A unidade, em uma parceria com a Interpol, vai desenvolver um programa para oficiais, jogadores e administradores para alertar as pessoas sobre o fato. O planejamento inclui também um treinamento informatizado. A Interpol também vai assegurar que os atletas conheçam os perigos da prática, mas não vai se engarregar de processos judiciais.

- Nós protegemos novos jogadores, jovens árbitros, ao ensiná-los a resistir às tentações que essas pessoas fazem para tirar vantagens. Mas a Fifa é uma organização de futebol, não investigativa - disse Eaton, que já foi oficial da Interpol.

O fato da unidade ficar em Cingapura se dá por conta da reputação da Associação de Futebol do país (FAS), que é uma das mais comprometidas do mundo. Apesar disso, casos já teriam acontecido por lá.
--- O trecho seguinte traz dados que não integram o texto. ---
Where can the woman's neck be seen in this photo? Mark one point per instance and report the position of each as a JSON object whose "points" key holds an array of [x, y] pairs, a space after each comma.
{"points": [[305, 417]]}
Um homem de Cingapura teria sido preso nas Filipinas recentemente, por estar envolvido em um esquema que encomendou resultados de vários jogos.

Oficiais chegam à Malásia na quinta-feira

Três representantes da Fifa chegam à Malásia nesta quinta-feira, como parte de uma investigação global de denúncias de manipulação e apostas ilegais. O secretário-geral da Federação de Futebol do país (FAM), Azzuddin Ahmad, se juntará a Chris Eaton, que vai se encontrar com o presidente da entidade, Tengku Abdullah, além de oficiais locais.

- Espero que a Fifa nos ajude a pôr a luz sobre algumas alegações de corrupção. Estamos nas trevas quando se trata desse assunto.

A Fifa está investigando uma denúncia de que 300 partidas em três continentes diferentes teriam sido adulteradas. Além disso, um jogo da Malásia contra o Zimbabue, em 2009, também está sob a vigilância da entidade.